Алекс рассмеялся и сказал:

— Мне кажется, что к вам выстроилась очередь. — Он отступил, уступая место молодому человеку, за которого, как он отлично понимал, она должна была бы выйти замуж.

Анжу увидела возникшую для нее возможность и решила воспользоваться ею.

— Прошу прощения, — сказала она мужчине, терпеливо ожидавшему своей очереди потанцевать с ней, и, подобрав юбки, бросилась к тому месту, где в одиночестве стоял Алекс.

— Наш танец, я полагаю, — сказала она, едва дыша.

— Опять? — удивленно спросил он, однако пошел танцевать.

— Мне кажется, что никто, кроме вас, не хочет танцевать со мной, — сказала она, недовольно надув губки. Он рассмеялся. От Анжу веяло такой сексуальностью, что ее было трудно игнорировать. — Во всяком случае, я готова танцевать с вами хоть всю ночь.

— А вы не задумывались о том, что могут сказать о нас люди, если мы будем танцевать всю ночь? — спросил Алекс.

— Конечно, задумывалась, — ответила Анжу, кладя голову ему на плечо.

Он отстранил ее от себя и, стараясь выглядеть как можно серьезнее, сказал:

— Анжу, постарайтесь вести себя хорошо.

— Но я веду. Поверьте мне, Алекс, если бы я вела себя плохо, вы бы сразу это почувствовали. — Откинув голову назад, она многозначительно посмотрела ему в глаза. — Не позволяйте этой девственной недотроге вводить вас в заблуждение. Алекс, дорогой, я все для вас сделаю, — прошептала она и, придвинувшись ближе, повторила: — Все.

Алекс раздраженно вздохнул, затем начал смеяться. Он подумал, что, должно быть, Анжу была рождена femme fatale.[5] Она была маленькой вампиршей и источником постоянных хлопот, и он надеялся ради блага лорда Маунтджоя, что она скоро выскочит замуж. Танец закончился, и он решительно отвел ее к тете Софи. Затем отыскал свою партнершу Джину, попрощался с хозяином и хозяйкой и уехал.

Ханичайл искала его, но Лаура сказала ей, что видела собственными глазами, как он уехал.

— В следующий уик-энд Билли собирался дать прием в своем доме Сакстон-Моубри, — заговорщически объявила она. — Я попрошу его пригласить Алекса специально для тебя.

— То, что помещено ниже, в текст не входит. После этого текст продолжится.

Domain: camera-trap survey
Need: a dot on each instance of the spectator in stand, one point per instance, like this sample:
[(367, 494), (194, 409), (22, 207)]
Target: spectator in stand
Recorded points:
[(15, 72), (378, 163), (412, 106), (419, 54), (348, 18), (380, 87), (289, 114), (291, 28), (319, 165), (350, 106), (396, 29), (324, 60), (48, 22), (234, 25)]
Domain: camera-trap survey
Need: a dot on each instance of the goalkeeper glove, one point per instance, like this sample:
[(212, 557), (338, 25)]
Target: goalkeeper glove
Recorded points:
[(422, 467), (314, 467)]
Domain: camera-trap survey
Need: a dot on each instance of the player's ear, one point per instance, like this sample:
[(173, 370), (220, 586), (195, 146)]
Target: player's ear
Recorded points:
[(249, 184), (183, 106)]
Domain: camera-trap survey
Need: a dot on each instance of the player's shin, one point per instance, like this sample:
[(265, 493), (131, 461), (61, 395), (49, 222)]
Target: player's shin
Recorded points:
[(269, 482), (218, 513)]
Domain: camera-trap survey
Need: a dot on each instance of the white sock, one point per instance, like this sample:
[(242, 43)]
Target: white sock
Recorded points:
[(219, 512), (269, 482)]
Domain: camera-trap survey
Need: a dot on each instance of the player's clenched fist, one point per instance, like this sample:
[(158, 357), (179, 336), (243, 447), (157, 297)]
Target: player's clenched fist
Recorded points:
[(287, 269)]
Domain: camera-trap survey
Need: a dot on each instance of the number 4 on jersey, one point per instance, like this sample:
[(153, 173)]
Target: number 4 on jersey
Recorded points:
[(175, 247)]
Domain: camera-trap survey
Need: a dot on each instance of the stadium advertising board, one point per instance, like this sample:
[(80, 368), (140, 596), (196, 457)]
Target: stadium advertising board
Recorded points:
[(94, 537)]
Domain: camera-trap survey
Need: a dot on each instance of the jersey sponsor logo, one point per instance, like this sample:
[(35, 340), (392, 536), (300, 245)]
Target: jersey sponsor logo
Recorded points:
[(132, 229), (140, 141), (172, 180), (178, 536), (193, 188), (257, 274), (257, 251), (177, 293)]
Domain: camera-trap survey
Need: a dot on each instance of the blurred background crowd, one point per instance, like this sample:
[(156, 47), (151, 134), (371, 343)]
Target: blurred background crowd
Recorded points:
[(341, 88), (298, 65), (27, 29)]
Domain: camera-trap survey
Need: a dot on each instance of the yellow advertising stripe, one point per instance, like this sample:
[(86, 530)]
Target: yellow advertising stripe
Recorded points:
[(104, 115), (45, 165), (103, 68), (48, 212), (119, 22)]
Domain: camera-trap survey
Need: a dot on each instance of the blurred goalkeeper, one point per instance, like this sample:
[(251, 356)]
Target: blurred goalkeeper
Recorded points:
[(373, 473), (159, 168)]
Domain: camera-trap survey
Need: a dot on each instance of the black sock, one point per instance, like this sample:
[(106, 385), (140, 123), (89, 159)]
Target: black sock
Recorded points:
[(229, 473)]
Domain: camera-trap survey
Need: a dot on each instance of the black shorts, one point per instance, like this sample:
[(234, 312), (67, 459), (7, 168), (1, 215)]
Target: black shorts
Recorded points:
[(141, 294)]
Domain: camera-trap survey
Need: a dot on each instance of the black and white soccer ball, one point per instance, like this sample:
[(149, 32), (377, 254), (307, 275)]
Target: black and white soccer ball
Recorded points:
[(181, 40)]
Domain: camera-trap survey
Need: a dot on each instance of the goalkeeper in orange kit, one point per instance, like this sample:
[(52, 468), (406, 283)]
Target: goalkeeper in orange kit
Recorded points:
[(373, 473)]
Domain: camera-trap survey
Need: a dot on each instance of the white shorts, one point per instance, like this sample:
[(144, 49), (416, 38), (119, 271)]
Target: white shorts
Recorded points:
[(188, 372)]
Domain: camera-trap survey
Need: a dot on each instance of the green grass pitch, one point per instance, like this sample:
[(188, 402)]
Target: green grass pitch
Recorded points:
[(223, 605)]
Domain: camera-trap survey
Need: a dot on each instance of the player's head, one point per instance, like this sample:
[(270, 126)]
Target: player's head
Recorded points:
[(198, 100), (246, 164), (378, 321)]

В три часа утра на террасе был накрыт завтрак; голодные молодые люди с жадностью поглощали яичницу с беконом и рис с рыбой и яйцами, затем снова танцевали до самого рассвета, пока оркестр наконец не уехал.

После того как уехал последний гость и он проследил, как уставшие девочки поднимались к себе наверх спать, лорд Маунтджой сказал Софи, что это был самый лучший прием, который Маунтджой-Хаус видел за последние пятьдесят лет.

Когда все уехали, Суэйн тщательно обследовал бальный зал, где нашел бриллиантовую сережку и жемчужный браслет. Он положил их в карман вместе с другими драгоценными украшениями, найденными раньше, подумав при этом, до чего беспечны все эти богатые люди. Он составил список того, что он нашел и где, затем передал его Джонсону, чтобы тот завтра — а вернее сегодня, так как было уже пять часов утра, — передал его лорду Маунтджою, чтобы вернуть драгоценности их хозяйкам.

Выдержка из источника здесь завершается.